Today was one of the best events of the year for Bay Area cleantech entrepreneurs, with a panel discussion by three CEOs and one chairman of local biofuels companies (Amyris, Cobalt, Solazyme and LS9, respectively). I organized the event on behalf of the MIT Club of Northern California.
It was a great evening of very sharp leaders talking about how to make a successful business in a high-tech, high-risk industry based on biotech and chemical engineering. We had a standing room only sellout crowd, based in part on favorable publicity from the Merc and Biofuels Digest.
While we learned a lot from all the panelists, a unique perspective was offered by Noubar Afeyan, a Boston VC (and MIT alum) who appears to be a serial (perhaps chronic) entrepreneur.

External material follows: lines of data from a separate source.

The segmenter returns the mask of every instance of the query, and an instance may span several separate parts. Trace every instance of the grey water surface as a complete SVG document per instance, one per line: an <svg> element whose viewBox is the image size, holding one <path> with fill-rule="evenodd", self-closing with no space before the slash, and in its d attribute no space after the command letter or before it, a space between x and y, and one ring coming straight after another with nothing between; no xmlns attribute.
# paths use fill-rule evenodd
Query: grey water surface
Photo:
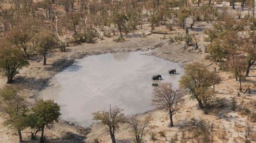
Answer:
<svg viewBox="0 0 256 143"><path fill-rule="evenodd" d="M151 76L177 88L184 69L178 63L143 55L145 52L116 53L89 56L56 74L49 87L40 92L44 99L53 99L61 106L61 118L87 126L92 113L107 110L110 104L124 109L125 114L153 108ZM177 74L169 75L176 68Z"/></svg>

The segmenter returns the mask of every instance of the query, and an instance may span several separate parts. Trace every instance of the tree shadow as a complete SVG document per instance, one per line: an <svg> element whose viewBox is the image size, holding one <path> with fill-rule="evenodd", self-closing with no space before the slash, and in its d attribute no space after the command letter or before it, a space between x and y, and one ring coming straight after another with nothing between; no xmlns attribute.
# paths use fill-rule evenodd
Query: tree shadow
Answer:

His Flagship Ventures web page says he’s “co-founded and helped build 24 successful life science and technology startups,” including roles building Applera and Celera in the biotech segment.
Afeyan is the chairman of three biofuels companies: LS9, Joule and Midori. The Bay Area’s LS9 was his firm’s 9th life science startup. As he said, “we number our companies the way that MIT numbers buildings.” (Inside joke for us MIT alumni: buildings, courses, majors are all given by numbers rather than names.)
In his opening slide, he showed an oft-quoted cartoon about the optimism of two archaeologists looking at a tiny pyramid in the desert, with the caption “This could be the discovery of the century. Depending, of course, on how far down it goes.”
That seems to capture what makes high-tech entrepreneurship different: we don’t know what technologies will work and won’t work, so we invest in pursuing things that might work (or at least are not yet known to fail) in hopes of finding the one that does work. That seems almost the definition of entrepreneurial optimism: if it isn’t known to fail, it’s worth trying.